Cæsar bore uneasily the attacks of Cicero; but, like all who are guided by great political views, superior to resentment, he conciliated everything which might exercise an ascendency over people’s minds; and the eloquence of Cicero was a power. Dio Cassius thus explains the conduct of Cæsar: “He did not wound Cicero either by his words or his acts. He said that often many men designedly throw vain sarcasm against those who are above them in order to drive them to dispute, in the hope of appearing to have some resemblance to them, and be put in the same rank if they succeed in being abused in return. Cæsar therefore judged that he ought not to enter the lists with anybody. Such was his rule of conduct towards those who insulted him, and, as he saw very well that Cicero sought less to offend him than to provoke him to make some injurious reply, from the desire which he had to be looked upon as his equal, he took no notice of him, made no account of what he said, and even allowed Cicero to insult him as he liked, and to praise himself beyond measure.

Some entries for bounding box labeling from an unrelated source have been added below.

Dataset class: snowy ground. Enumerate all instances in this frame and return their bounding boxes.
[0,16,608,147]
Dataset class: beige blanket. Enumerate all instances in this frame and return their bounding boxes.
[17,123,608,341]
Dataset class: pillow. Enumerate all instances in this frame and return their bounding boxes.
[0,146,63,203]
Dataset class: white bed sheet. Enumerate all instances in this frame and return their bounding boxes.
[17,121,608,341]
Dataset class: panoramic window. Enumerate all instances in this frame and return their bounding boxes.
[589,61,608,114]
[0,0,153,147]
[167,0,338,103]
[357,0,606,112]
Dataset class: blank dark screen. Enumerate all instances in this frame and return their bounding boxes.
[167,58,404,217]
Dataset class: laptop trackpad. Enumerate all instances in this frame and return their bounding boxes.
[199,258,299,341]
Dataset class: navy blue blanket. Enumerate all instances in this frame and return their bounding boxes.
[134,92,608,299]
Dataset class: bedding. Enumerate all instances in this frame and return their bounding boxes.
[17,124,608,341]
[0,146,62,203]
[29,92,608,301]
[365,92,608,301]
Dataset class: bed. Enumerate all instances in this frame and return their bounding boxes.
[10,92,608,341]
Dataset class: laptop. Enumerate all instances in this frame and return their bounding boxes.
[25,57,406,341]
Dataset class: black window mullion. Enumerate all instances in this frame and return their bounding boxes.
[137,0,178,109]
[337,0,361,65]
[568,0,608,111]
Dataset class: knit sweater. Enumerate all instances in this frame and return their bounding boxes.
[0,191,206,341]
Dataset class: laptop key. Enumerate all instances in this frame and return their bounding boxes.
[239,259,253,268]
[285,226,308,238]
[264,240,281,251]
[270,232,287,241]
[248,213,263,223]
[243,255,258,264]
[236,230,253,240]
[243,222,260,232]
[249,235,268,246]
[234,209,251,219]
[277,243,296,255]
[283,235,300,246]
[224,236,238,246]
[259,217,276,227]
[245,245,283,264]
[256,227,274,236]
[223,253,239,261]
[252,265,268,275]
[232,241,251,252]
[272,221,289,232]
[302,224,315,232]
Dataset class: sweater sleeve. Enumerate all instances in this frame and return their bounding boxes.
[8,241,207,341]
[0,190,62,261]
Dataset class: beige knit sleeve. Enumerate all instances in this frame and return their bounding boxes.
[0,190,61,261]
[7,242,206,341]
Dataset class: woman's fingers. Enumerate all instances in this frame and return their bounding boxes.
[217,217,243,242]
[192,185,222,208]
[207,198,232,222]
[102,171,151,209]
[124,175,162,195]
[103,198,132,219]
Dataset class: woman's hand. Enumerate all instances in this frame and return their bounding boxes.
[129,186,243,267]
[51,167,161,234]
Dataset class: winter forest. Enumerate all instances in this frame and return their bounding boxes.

However, he was far from despising him, but, naturally gentle, his anger was not easily aroused. He had much to punish, as must be the case with one mixed up with great affairs, but he never yielded to passion.”1193
An incident occurred which showed all the animosity of a certain party. L. Vettius, an old spy of Cicero’s in the Catiline conspiracy, punished for having falsely accused Cæsar, was arrested on suspicion of wishing to attempt his life, as well as that of Pompey. A poniard was found upon him; and, being interrogated before the Senate, he denounced, as the instigators of his crime, the young Curio, Cæpio, Brutus, Lentulus, Cato, Lucullus, Piso, son-in-law of Cicero, Cicero himself, M. Laterensis, and others. He also named Bibulus, which removed all air of probability from his accusations, Bibulus having already warned Pompey to be on his guard.1194 Historians, such as Dio Cassius, Appian, and Plutarch, treat this plot seriously; the first maintains expressly that Cicero and Lucullus had armed the hand of the assassin. Suetonius, on the contrary, reproaches Cæsar with having suborned Vettius in order to throw the blame upon his adversaries.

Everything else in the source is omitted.